Though it begins as a psychological thriller, “The Calling Game” unexpectedly turns into something more.
Though it begins as a psychological thriller, “The Calling Game” unexpectedly turns into something more: a genre-busting exploration of self-definition and friendship. Just as he did with “Northern Star,” helmer Felix Randau draws out top-notch perfs (Valerie Koch won best actress at the Munich fest in June), here in a story of a disturbed woman’s obsessive prank phone calls made in the voice of an ailing child. Impressively constructed (though with an unsatisfactory ending), pic should see handsome returns at home, with possible Euro arthouse exposure.
Subject’s kernel has much in common with the “Anthony Godby Johnson” hoax, from which novel/pic “The Night Listener” was drawn. Irm Krischka (Koch) is a solitary 30-ish woman working at a laundry and taking care of her mute, bed-ridden mother (Franziska Ponitz). Her joyless life is an endless round of dreariness, except for the nightly phone calls she makes to strangers, when she pretends to be a bright little girl with leukemia.

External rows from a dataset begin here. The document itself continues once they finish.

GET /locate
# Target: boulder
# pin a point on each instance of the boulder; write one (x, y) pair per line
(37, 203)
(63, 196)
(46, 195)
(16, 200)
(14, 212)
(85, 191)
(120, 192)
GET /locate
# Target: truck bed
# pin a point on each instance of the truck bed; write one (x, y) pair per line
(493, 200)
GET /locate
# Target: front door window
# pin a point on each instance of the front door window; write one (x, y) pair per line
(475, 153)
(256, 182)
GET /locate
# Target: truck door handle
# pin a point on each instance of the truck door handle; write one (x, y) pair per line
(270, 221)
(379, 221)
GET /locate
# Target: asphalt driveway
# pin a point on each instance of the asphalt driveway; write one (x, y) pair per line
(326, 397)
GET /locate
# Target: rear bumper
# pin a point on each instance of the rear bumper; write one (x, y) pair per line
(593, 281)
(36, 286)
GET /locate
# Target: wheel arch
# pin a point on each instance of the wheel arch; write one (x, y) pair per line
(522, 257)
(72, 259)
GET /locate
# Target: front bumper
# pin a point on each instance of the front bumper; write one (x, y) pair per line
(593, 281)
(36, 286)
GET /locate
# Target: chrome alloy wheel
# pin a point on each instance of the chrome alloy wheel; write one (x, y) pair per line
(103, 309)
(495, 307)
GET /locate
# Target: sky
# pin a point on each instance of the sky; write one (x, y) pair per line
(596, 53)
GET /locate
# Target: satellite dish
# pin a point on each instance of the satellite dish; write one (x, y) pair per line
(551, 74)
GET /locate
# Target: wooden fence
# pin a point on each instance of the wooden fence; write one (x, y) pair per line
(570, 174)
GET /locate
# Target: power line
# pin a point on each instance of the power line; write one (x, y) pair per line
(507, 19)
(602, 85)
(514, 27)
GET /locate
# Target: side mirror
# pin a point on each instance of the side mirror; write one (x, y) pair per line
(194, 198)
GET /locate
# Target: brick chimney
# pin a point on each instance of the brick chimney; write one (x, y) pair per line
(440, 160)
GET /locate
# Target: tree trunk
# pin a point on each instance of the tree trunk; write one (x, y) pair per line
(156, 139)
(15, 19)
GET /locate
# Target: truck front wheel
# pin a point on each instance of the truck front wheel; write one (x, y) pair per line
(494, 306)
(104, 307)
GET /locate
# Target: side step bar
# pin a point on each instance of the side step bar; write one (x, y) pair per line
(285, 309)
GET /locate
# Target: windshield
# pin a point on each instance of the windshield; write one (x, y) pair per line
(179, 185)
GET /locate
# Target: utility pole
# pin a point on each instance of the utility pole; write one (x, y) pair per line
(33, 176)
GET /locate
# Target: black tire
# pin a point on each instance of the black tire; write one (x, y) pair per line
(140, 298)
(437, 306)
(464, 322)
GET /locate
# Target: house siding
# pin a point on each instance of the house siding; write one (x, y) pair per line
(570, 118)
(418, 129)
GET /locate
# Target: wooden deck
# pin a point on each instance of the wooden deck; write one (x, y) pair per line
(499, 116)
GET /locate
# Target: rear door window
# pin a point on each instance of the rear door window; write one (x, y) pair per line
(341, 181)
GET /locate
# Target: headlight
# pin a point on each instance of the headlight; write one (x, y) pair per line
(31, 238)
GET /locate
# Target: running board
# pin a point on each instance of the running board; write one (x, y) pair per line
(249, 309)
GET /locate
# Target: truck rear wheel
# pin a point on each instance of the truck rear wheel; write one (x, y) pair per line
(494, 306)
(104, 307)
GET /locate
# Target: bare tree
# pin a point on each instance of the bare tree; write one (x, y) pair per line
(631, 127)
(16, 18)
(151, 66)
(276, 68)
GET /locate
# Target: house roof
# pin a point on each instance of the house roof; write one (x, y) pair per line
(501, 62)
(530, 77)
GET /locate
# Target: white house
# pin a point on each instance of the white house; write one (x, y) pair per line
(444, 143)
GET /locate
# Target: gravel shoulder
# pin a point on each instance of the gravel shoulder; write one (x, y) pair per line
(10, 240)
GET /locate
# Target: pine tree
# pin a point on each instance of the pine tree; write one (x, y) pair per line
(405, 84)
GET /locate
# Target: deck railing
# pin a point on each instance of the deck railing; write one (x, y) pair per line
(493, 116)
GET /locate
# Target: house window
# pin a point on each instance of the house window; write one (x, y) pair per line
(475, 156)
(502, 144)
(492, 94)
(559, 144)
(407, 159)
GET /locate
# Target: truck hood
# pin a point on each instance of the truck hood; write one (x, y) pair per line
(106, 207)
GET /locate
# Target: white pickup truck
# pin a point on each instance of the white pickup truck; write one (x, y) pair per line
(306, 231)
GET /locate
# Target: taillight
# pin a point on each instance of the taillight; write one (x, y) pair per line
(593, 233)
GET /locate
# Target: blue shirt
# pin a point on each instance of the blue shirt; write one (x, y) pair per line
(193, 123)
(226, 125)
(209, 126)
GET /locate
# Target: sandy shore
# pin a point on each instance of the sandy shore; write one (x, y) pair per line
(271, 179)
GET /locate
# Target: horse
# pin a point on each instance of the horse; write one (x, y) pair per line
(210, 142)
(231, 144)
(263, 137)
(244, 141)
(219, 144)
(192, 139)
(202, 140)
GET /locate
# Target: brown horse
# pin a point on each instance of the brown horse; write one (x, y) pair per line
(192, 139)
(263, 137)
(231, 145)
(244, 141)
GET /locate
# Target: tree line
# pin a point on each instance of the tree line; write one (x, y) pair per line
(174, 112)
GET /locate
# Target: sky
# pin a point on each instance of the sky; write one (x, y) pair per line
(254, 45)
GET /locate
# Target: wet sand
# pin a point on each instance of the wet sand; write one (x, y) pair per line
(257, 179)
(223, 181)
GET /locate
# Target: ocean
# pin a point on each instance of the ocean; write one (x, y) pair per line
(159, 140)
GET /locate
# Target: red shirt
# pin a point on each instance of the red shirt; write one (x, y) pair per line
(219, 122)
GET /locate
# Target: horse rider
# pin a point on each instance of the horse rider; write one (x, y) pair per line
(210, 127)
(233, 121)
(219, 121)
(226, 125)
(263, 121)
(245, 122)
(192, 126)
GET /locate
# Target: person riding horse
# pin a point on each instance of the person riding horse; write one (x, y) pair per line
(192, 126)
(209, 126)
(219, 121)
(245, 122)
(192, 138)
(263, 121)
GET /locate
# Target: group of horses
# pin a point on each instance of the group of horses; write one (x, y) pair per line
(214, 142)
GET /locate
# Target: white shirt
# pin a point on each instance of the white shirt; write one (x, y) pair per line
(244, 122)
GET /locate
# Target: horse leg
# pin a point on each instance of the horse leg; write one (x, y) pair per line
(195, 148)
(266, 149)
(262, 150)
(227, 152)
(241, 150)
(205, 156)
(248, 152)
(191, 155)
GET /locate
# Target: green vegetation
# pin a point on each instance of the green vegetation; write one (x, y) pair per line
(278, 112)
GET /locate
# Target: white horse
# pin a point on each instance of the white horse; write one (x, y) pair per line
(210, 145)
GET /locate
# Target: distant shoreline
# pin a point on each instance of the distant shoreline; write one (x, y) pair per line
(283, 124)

A master at improv, Irm builds up relationships with people at the other end of the line and then suddenly “kills off” the child — she even gives out funeral information, secretly watching her victims turn up at the cemetery for non-existent burials.
With Sina Lehmann (Esther Schweins), she takes it one step further, posing as Eleanor, little Lea Paulina’s mom on a visit to her make-believe daughter’s phone pal. But Sina’s husband was just killed in an accident, injecting a painful dose of reality into Irm’s controlled fantasy world.
Two months later, Sina shows up at the laundry, and Irm tells her Lea Paulina is dead. Eager to form a friendship with another grieving soul, Sina actively fosters a relationship, which Irm at first resists.
Bolstered by the new friendship, Irm stops making the phone calls and even becomes warmer and playful with her mother, but a couple of perceived betrayals by Sina make it clear she’s incapable of maintaining her carefully constructed imaginary universe for long.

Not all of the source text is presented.